“It’s finally happening,” Duluth Mayor Emily Larson exclaimed Tuesday at an event to commemorate rehabilitation work at the historic NorShor Theater.

“More and more, we are known for our renaissance, our rebirth and our growth. There’s no better story to reaffirm that than the beautiful NorShor Theater,” she said.

The Duluth Playhouse – which will manage the NorShor and produce many of its live theater productions – has spent a decade working with the city, Duluth Economic Development Authority, Duluth LISC, Sherman and Associates and lenders to help plan the $30.5 million restoration. Larson said the effort goes far beyond historic preservation.

“We’re not here just because of … the aesthetics of this space. We’re here because the creative economy means $40 million to Duluth every year,” she said.

The project has considerably grown in scope since DEDA acquired the structure. Former Mayor Don Ness admitted that assembling the financial package was extremely complicated, but it spared local taxpayers from the costs. The funding includes $6.95 million from a state grant, $3.8 million from state historic tax credits, a legacy grant of $150,000, $1.7 million from a DEDA tax increment finance district, $3.1 million from federal historic tax credits, new market tax credits valued at $4.9 million and $2.3 million from the Duluth Playhouse.

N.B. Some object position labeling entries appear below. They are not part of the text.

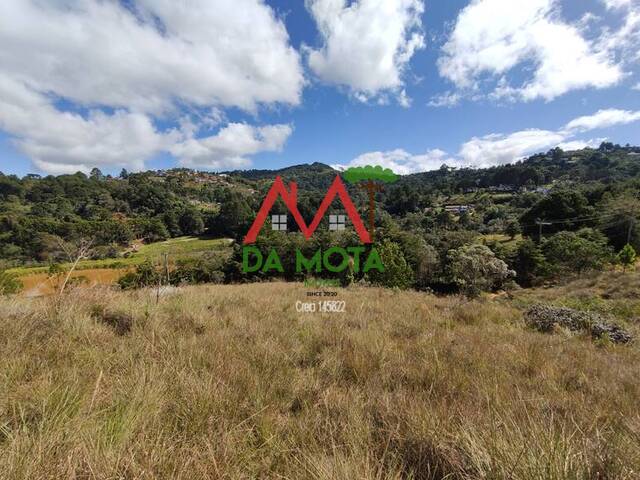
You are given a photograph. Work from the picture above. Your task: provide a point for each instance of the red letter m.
(290, 199)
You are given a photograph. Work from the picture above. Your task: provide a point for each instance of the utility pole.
(540, 224)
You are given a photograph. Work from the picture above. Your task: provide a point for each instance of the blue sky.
(221, 84)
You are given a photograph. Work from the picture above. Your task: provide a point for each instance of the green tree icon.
(372, 176)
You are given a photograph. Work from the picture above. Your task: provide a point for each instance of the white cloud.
(228, 149)
(128, 71)
(401, 162)
(581, 144)
(448, 99)
(603, 119)
(367, 44)
(65, 142)
(201, 52)
(498, 149)
(613, 4)
(492, 38)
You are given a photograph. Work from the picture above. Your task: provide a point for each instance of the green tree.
(513, 228)
(371, 176)
(191, 222)
(626, 257)
(475, 269)
(397, 272)
(577, 252)
(529, 263)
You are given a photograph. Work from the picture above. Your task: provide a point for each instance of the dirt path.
(40, 284)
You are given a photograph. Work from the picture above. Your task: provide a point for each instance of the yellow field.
(232, 382)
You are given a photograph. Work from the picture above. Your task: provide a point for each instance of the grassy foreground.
(176, 248)
(231, 382)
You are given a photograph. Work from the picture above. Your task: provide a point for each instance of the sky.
(236, 84)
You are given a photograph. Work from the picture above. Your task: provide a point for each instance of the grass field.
(232, 382)
(176, 247)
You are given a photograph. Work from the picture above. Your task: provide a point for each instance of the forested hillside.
(551, 215)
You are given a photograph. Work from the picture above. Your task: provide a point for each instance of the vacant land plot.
(232, 382)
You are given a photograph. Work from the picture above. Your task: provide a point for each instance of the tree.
(234, 218)
(9, 283)
(96, 174)
(577, 252)
(566, 207)
(513, 228)
(370, 175)
(475, 269)
(75, 251)
(529, 263)
(191, 222)
(621, 220)
(397, 272)
(626, 257)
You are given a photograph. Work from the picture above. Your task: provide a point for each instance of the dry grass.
(613, 293)
(230, 382)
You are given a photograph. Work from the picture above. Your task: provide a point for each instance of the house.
(290, 199)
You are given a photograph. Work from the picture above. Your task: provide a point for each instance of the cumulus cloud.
(367, 44)
(603, 119)
(613, 4)
(581, 144)
(119, 71)
(401, 162)
(65, 142)
(202, 52)
(493, 38)
(230, 147)
(498, 148)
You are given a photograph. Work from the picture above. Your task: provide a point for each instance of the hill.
(233, 382)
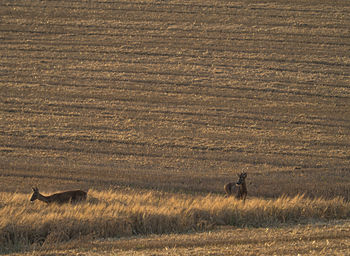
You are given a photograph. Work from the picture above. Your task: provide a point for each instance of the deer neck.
(244, 186)
(43, 198)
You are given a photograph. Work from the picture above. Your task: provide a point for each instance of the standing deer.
(242, 187)
(60, 198)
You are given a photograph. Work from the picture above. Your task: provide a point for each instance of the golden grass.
(122, 214)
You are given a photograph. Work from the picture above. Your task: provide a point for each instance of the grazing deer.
(60, 198)
(242, 187)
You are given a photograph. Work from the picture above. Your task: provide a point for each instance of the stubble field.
(172, 99)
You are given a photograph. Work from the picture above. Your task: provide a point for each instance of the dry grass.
(172, 98)
(119, 214)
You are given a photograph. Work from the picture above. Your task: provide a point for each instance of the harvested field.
(176, 97)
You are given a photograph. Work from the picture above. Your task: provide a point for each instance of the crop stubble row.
(148, 91)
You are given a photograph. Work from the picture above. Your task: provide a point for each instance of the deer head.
(242, 177)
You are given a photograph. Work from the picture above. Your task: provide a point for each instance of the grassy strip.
(118, 214)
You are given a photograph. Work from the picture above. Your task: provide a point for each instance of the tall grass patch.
(119, 214)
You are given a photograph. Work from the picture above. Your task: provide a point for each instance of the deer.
(60, 198)
(242, 187)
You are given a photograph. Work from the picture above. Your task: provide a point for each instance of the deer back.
(68, 196)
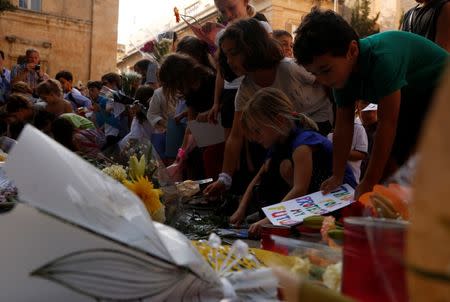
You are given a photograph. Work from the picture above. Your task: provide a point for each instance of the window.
(30, 4)
(193, 9)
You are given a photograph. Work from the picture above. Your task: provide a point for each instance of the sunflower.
(150, 196)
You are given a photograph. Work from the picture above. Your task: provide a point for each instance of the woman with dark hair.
(251, 52)
(141, 68)
(196, 48)
(182, 75)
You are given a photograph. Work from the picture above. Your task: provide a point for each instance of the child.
(299, 158)
(87, 142)
(140, 130)
(399, 71)
(51, 92)
(182, 75)
(250, 51)
(285, 40)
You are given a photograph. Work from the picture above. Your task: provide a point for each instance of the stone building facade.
(79, 36)
(284, 14)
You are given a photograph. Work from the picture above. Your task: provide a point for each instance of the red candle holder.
(373, 268)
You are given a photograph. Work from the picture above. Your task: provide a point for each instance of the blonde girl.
(298, 160)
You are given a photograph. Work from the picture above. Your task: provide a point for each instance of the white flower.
(116, 171)
(332, 276)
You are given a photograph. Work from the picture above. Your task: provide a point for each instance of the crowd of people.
(300, 115)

In my mind, this project – and getting to this moment – is really an embodiment of the new sense of optimism in the city of Duluth,” Ness said.

DEDA President Nancy Norr said the project advanced due to a strong vision plus community support and proven experience by the partners.

“Now we need the community to step in and truly be a part of this new vision – to see it through and to be a part of creating this legacy,” she said.

The Playhouse will soon launch a public fundraising campaign to raise $4.5 million to meet its project obligation, said Herb Minke, chairman of the Playhouse Board.

“To date, we’ve already had a significant commitment from a lot of businesses and individuals who have stepped forward,” he said. “We are looking for commitments, both large and small.”

With construction work underway, said downtown brewer and restaurateur Rod Raymond, the neighborhood will become a magnet for private investment.

“Anyone who invests in this area will get their money back tenfold,” he said.

Timing could be key to whether business owners benefit from the investment, said Ed Gleeson, owner of Carmody Irish Club, less than a block away. The NorShor is set to open late next year. Meanwhile, the reconstruction of East Superior Street is set to begin in 2018.

 “I’m cautiously optimistic about what will happen with the NorShor,” he said, and hopes it opens before reconstruction work begins on Superior Street. But if the theater is not up and running before Superior Street is torn up outside of his front door, Gleeson fears the loss of customer traffic could be a fatal blow to some neighborhood food and beverage businesses.